Na verdade, poucos apostavam numa liberalização total de seu ir e vir, mas sim, talvez, num relaxamento das duras limitações na hora de viajar. No lugar disso, Raúl Castro criticou "as circunstâncias excepcionais" vividas por Cuba por conta da "política intervencionista e subversiva do governo dos EUA", que adiam as mudanças numa "temática complexa". Raúl lembrou que as mudanças chegarão de forma "paulatina" e que em jogo está "o destino da Revolução e da Pátria".
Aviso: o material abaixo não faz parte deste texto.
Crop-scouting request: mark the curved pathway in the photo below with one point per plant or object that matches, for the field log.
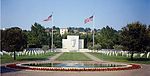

— Essas palavras demonstram que o regime tem muito medo. É o habitual: Raúl anuncia medidas e logo adia muitas delas — assegura o escritor Antonio José Ponte, vice-diretor do portal dissidente Diário de Cuba. — A reforma da lei migratória toca no centro da política cubana porque pressupõe derrubar barreiras colocadas há mais de meio século. No lugar, o regime anuncia o indulto, que é positivo, porém pouco essencial para o que está ocorrendo em Cuba e para atender aos desejos da população. Daí vem a frustração.
O indulto beneficia 2.900 presos comuns, inicialmente não políticos, que já cumpriram a maior parte da pena. Além disso, foram levadas em conta outras circunstâncias, como a idade, a saúde e o bom comportamento. Os dissidentes se alegram pelo anúncio, mas o consideram insuficiente.
— É uma medida cosmética e mesquinha — acusa Elizardo Sánchez, presidente da Comissão Cubana de Direitos Humanos, lembrando que há mais de 70 mil pessoas presas nas 200 cadeias de Cuba. — É uma forma escusa de entreter a opinião pública internacional.
Dissidentes defendem reforma do Código Penal
A decisão, segundo algumas fontes, foi tomada para agradar à Igreja cubana que esperava um gesto do regime antes da próxima viagem papal a Havana. Há antecedentes: para a visita de João Paulo II, em 1998, o regime libertou 200 presos.
— A junta militar sempre achou de bom tom libertar presos antes da visita de um chefe de Estado importante — lembra Regis Iglesias, um dos 75 dissidentes detidos durante a Primavera Negra de 2003, que esperou sete anos antes de ganhar autorização para viver na Espanha. — Agora o grupo é bastante amplo, e estamos felizes. Mas o problema fundamental de Cuba não se resolverá com um indulto.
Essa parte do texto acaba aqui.